Abstract:The tunability of conductance states of various emerging non-volatile memristive devices emulates the plasticity of biological synapses, making it promising in the hardware realization of large-scale neuromorphic systems. The inference of the neural network can be greatly accelerated by the vector-matrix multiplication (VMM) performed within a crossbar array of memristive devices in one step.
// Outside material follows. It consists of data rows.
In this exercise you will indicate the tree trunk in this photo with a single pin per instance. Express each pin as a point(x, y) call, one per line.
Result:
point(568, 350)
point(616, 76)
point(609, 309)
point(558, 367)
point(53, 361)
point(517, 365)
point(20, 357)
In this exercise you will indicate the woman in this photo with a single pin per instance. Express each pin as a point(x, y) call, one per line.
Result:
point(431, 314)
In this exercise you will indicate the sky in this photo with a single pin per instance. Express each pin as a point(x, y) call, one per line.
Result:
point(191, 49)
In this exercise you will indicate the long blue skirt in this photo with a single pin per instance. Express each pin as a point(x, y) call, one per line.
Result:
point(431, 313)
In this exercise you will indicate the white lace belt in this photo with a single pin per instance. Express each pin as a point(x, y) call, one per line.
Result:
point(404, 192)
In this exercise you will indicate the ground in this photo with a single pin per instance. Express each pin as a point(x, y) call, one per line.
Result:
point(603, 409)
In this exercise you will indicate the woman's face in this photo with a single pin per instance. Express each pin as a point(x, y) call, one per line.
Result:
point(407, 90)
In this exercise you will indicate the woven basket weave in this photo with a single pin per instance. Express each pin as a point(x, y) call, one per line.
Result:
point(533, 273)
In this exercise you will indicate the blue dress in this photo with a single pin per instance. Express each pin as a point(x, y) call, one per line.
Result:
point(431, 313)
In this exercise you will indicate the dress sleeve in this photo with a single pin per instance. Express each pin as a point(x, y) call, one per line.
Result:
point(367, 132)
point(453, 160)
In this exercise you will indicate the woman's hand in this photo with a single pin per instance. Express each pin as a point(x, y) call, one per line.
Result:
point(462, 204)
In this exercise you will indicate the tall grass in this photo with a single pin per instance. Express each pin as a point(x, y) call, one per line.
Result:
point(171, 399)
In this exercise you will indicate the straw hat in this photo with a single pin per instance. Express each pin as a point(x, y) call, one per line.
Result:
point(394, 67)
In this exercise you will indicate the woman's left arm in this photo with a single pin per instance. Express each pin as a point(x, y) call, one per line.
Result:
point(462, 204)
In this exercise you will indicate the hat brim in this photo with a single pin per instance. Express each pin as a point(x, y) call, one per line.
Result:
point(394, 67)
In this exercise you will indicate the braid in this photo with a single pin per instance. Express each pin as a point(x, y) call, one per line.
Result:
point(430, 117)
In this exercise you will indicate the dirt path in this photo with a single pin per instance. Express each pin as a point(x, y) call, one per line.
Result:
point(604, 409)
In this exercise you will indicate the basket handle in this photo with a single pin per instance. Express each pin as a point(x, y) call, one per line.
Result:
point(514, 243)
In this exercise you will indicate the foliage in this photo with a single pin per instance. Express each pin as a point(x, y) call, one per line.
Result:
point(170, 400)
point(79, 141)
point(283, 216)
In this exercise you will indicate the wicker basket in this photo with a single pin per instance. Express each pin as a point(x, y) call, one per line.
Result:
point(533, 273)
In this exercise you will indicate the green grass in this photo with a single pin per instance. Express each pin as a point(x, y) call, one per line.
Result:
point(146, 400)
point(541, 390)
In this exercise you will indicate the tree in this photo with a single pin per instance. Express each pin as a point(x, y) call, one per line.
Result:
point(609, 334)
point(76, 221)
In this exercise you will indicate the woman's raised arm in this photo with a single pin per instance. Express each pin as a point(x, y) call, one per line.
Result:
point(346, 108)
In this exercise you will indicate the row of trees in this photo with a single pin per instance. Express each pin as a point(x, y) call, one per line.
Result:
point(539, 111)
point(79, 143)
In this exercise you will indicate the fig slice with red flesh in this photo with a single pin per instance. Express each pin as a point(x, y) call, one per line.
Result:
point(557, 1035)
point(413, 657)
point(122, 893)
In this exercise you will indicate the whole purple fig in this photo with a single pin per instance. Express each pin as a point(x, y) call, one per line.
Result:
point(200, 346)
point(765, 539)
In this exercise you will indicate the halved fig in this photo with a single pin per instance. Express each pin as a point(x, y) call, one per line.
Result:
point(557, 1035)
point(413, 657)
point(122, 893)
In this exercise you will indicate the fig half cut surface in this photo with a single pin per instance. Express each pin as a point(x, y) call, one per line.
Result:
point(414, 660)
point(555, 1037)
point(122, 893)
Nevertheless, the implementation of the VMM needs complex peripheral circuits and the complexity further increases since non-idealities of memristive devices prevent precise conductance tuning (especially for the online training) and largely degrade the performance of the deep neural networks (DNNs). Here, we present an efficient online training method of the memristive deep belief net (DBN). The proposed memristive DBN uses stochastically binarized activations, reducing the complexity of peripheral circuits, and uses the contrastive divergence (CD) based gradient descent learning algorithm. The analog VMM and digital CD are performed separately in a mixed-signal hardware arrangement, making the memristive DBN high immune to non-idealities of synaptic devices. The number of write operations on memristive devices is reduced by two orders of magnitude. The recognition accuracy of 95%~97% can be achieved for the MNIST dataset using pulsed synaptic behaviors of various memristive synaptic devices.